— Не знаю я никакого капитана Власова. — Но тут его наконец осенило. — Ах, да, вспомнил! Тот, который пропал без вести? Я еще о нем у нового начальника отдела спрашивал, у Будникова, кажется…
— Странно… Тому же Будникову вы пояснили, что Власов был вашим другом, теперь же с трудом его вспомнили.
— А разве это столь важно?
— Важно.
— Нашелся, что ли?
— Нашелся. Завтра похороны.
Наверное, Левашов был неплохим следователем. Сколько людей он припирал к стенке и раскалывал, а тут сам оказался на их месте. И чувствовал он себя далеко не комфортно — страшно ему было.
Нехитрое дело сидеть за большим полированным столом, заставленным служебными телефонами, и нагонять ужас. Страх хлещет из человека фонтаном, и его холодные, мокрые брызги достигают собеседника. Что он в этот момент ощущает? Ал хорошо знал, что такое чужой страх. Например, оборотни его чуют за сотни метров, потеют, воют и трясутся. Они сами мастера ужаса, но ничего не пропадает зря: та энергия страха, которую получили от других, стократно увеличивается и выворачивает их наизнанку, когда самим грозит беда. Тот же милейший Василий Константинович… Как его колбасило в предчувствии моего визита! Ничего не попишешь — природа.

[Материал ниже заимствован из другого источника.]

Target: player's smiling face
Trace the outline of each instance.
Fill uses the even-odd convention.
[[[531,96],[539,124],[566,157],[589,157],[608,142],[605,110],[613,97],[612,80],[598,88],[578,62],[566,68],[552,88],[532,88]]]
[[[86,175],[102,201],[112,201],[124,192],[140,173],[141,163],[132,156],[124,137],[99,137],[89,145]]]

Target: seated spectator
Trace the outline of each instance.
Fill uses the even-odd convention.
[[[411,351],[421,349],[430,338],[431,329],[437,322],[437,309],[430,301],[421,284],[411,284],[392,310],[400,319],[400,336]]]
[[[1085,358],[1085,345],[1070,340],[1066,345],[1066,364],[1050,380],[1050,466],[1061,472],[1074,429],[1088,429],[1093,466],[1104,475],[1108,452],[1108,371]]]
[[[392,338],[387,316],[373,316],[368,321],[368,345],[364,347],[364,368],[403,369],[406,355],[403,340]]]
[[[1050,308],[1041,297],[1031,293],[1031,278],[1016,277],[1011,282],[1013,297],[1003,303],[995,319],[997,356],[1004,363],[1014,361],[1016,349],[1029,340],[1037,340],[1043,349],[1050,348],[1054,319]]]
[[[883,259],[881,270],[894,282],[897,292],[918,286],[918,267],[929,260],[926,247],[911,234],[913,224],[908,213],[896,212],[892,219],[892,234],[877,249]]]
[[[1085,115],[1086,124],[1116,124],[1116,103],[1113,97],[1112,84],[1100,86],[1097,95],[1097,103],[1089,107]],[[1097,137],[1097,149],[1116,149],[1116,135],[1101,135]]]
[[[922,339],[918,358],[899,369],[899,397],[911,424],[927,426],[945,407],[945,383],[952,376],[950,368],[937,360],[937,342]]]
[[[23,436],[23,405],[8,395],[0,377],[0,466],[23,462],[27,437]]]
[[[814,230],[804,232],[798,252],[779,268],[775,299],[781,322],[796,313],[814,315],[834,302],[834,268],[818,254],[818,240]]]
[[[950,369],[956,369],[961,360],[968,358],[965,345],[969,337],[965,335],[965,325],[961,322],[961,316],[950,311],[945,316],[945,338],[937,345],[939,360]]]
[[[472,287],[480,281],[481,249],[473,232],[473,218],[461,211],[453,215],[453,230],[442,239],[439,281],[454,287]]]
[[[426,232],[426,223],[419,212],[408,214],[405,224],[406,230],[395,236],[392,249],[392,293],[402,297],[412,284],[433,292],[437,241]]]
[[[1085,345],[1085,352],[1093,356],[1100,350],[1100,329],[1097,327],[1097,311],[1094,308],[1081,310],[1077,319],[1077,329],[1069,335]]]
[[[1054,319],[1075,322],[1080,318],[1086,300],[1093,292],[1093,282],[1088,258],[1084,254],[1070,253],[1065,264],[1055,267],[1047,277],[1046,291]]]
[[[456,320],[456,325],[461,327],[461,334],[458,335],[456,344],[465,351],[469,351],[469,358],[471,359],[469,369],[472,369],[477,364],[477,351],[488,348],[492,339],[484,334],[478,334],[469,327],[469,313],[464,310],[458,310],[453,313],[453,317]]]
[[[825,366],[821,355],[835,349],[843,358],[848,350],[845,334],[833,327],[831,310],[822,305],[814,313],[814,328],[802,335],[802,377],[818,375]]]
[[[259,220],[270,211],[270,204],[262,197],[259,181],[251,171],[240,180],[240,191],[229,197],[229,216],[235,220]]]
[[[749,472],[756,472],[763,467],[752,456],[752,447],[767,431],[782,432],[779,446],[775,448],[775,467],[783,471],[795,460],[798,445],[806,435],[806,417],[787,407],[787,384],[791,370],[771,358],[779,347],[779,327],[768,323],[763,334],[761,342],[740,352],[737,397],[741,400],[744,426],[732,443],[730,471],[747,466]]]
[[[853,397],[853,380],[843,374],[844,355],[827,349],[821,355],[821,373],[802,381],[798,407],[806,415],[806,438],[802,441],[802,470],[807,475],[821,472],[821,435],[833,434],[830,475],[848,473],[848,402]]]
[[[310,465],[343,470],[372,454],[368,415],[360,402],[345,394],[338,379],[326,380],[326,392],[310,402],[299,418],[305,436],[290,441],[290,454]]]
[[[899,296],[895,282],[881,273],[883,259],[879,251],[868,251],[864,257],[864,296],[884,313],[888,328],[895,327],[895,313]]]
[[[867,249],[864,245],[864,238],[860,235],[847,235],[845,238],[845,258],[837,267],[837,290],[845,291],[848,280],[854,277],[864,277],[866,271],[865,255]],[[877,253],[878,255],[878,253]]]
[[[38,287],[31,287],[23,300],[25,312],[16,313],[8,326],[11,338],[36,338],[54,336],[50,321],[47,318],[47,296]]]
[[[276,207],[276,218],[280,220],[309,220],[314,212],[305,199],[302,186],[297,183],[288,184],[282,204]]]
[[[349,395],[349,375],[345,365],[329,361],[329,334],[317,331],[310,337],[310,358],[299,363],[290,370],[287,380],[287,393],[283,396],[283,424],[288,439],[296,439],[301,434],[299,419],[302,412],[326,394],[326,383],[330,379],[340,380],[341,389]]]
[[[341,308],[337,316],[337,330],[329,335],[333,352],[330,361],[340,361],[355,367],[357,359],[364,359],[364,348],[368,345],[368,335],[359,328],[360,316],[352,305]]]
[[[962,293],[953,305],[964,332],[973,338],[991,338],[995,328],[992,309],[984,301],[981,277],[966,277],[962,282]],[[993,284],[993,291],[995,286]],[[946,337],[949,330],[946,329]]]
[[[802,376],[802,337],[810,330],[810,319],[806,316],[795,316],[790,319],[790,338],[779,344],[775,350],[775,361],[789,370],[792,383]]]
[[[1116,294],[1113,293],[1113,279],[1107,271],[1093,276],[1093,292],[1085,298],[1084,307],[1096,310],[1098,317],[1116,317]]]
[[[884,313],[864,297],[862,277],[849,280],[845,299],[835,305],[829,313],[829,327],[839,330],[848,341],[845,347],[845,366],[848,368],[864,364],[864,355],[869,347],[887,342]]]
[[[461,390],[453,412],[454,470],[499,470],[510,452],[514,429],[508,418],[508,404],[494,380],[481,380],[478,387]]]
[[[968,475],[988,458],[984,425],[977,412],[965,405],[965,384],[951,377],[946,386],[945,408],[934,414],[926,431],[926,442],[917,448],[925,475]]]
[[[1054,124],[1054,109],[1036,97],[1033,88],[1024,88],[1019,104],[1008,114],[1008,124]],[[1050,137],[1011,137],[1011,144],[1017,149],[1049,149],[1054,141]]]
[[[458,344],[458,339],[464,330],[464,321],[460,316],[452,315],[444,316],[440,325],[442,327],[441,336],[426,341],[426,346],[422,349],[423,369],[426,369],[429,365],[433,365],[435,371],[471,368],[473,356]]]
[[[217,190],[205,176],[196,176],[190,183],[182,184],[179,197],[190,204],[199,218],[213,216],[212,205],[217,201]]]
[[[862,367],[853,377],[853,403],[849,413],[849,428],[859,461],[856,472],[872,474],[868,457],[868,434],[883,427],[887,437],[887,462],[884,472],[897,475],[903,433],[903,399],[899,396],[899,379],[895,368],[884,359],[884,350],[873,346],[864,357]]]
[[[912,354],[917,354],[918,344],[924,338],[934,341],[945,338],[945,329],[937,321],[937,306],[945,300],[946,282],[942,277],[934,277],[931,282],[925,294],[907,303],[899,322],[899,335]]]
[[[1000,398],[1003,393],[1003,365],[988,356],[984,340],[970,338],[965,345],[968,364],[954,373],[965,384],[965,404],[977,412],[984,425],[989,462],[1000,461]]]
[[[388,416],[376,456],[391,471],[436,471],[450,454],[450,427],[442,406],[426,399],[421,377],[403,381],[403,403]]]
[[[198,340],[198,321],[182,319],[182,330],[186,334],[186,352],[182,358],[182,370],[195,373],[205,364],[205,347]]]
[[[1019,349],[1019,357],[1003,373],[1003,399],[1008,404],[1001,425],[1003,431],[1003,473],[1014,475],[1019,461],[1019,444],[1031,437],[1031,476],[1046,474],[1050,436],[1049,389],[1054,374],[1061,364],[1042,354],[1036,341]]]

Конечно, нельзя говорить, что Алу все эти посторонние страхи до лампочки: ни благости, ни наслаждения — так, тревожный звонок мобильника, мол, будь настороже — опасность. А что ощущают пытальщики, вроде Владимира Павловича или того же полковника? Смак, насыщение властью над чьей-то душой? Ох! Вредно питаться человеческими ужасами — это потом и ночные кошмары, и нежданные хворобы, короче, весь комплекс напуганного оборотня.
Старший следователь Левашов боялся всерьез. Ал даже через экран телевизора так чувствовал его лихорадочное беспокойство, что воскликнул:
— Вот это да!
Генералы глянули на Ала, а Гришенко спросил:
— Трусит, гадюка, да?
— Нет, Василий Владимирович, тут покруче будет, смерть свою учуял. Умрет он скоро.
Все повернулись к экрану и стали вглядываться в белое лицо Владимира Павловича.
— Как нам избежать этого? — не оборачиваясь от телевизора, спросил Зотов.
— Позвоните полковнику, Сергей Сергеевич. Пусть он спросит, как у них с фон Бергом происходит общение.
— С кем?
— С Горским. Хотя фон Берг мне больше нравится.
Полковник молча поднял трубку, выслушал и так же молча ее положил.
— Скажите, Владимир Павлович, как вы общались с Карлом Антоновичем? В казино?
— Нет. Он сам у меня появлялся, — сказал, и глаза расширились от ужаса.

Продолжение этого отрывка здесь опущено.